Un surtido de quesos asturianos artesanales bien seleccionados, todos de leche cruda, todos de productores jóvenes: Casius (un excelente casín), Varé de cabra, Beso del Rey Silo (primera torta asturiana, que hicieron especialmente para ellos). Quesos que ponen en valor la riqueza quesera del Principado y dan paso a los postres: un bramble de pera como cóctel sólido, y el helado de piña asada con jengibre confitado y leche de jengibre con aceite de piñón.

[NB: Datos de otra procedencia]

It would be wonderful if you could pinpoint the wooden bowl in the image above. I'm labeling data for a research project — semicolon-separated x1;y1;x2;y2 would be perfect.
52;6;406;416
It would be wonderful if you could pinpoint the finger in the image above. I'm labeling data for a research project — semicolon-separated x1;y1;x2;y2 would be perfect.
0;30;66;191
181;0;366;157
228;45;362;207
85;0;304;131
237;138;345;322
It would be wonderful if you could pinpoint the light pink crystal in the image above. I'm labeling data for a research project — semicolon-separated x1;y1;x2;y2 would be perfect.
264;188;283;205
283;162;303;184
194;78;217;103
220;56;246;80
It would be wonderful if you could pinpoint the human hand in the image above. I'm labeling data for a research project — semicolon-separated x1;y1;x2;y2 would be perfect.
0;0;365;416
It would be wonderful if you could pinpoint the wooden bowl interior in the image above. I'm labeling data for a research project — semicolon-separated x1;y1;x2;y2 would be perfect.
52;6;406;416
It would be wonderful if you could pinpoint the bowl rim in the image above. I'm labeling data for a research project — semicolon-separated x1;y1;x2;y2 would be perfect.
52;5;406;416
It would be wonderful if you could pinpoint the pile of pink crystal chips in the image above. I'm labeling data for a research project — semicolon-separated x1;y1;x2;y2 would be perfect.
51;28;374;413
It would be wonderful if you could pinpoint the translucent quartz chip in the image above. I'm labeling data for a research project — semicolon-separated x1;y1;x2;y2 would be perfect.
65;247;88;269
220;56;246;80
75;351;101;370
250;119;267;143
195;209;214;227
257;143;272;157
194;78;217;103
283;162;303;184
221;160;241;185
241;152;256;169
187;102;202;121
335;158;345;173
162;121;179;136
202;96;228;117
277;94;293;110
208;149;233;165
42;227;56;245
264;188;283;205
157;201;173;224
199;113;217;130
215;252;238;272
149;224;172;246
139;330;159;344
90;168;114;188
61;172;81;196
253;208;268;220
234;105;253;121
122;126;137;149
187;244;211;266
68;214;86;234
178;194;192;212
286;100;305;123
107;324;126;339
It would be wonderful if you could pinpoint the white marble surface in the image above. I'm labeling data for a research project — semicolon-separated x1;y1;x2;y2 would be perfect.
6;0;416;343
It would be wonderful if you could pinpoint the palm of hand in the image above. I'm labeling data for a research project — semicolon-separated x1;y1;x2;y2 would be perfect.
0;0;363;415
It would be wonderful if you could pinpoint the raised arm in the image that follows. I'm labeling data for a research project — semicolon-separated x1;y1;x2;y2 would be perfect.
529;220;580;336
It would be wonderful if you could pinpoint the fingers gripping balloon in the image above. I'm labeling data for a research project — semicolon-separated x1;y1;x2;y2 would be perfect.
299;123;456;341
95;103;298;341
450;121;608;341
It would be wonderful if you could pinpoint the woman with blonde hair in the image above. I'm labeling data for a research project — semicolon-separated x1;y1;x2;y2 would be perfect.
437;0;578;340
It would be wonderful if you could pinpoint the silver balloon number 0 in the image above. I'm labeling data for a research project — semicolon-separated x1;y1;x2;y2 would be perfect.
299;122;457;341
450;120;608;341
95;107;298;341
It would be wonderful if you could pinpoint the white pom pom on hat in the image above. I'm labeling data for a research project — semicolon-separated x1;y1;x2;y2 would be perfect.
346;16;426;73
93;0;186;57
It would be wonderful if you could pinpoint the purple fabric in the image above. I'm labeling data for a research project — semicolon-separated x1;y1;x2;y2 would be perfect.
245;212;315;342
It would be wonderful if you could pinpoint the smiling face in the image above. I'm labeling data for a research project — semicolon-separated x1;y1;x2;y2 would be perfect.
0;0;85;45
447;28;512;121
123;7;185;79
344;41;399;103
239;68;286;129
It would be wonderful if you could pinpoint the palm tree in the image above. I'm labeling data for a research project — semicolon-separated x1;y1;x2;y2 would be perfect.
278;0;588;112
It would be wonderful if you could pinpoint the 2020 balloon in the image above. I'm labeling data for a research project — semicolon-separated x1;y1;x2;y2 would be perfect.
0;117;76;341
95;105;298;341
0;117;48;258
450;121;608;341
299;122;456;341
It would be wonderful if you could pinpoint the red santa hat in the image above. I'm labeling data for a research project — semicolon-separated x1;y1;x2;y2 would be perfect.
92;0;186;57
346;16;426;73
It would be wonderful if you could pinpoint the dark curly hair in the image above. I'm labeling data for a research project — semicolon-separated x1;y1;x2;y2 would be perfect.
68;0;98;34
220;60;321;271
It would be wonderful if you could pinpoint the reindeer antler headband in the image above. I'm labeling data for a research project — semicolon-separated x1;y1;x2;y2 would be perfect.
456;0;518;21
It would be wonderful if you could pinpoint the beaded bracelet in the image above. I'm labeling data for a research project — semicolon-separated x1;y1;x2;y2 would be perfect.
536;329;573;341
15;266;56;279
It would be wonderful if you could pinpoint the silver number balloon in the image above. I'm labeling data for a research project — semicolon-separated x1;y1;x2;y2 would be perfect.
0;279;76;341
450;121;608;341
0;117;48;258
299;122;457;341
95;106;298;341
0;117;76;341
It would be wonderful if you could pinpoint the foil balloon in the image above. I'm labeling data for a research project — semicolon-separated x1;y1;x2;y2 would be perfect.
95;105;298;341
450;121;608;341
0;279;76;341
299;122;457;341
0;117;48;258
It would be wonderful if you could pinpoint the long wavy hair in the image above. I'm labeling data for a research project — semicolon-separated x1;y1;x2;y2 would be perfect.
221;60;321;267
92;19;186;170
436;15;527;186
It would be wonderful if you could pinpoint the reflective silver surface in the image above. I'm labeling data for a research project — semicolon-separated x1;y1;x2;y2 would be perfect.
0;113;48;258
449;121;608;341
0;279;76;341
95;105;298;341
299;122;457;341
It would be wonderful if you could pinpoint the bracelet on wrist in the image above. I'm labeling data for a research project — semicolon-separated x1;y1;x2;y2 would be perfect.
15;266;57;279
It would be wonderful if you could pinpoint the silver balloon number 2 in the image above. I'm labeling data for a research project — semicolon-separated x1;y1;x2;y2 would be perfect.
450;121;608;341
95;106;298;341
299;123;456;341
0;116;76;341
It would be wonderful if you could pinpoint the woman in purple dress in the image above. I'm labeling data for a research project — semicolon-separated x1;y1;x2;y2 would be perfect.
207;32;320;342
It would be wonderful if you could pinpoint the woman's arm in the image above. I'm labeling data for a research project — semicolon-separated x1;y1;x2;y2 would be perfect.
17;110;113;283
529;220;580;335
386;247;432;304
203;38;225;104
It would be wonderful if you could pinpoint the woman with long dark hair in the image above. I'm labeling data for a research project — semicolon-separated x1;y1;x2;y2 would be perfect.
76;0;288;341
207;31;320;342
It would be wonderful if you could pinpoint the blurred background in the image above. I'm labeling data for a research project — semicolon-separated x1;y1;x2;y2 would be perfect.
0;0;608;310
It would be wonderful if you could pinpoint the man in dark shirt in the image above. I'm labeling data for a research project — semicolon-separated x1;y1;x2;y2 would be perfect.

Más el remate imprescindible del arroz con leche, que empequeñece a los anteriores.

Me ha llamado la atención la importante presencia de sopas, caldos y jugos como elemento  unificador de los platos y potenciador de los sabores. Todos necesarios para el conjunto pero todos también con personalidad propia. Siempre los ha habido, pero nunca tantos y tan destacados como en esta ocasión. Sopa de aceituna gordal; leche de tigre; consomé de quisquillas, sopa de ajo con los oricios, sopa de anguila; caldo de cilantro; jugo picante de ibérico; jugo de fabada; incluso en los postres con la leche de jengibre. Contribuyen a realzar un grandísimo menú.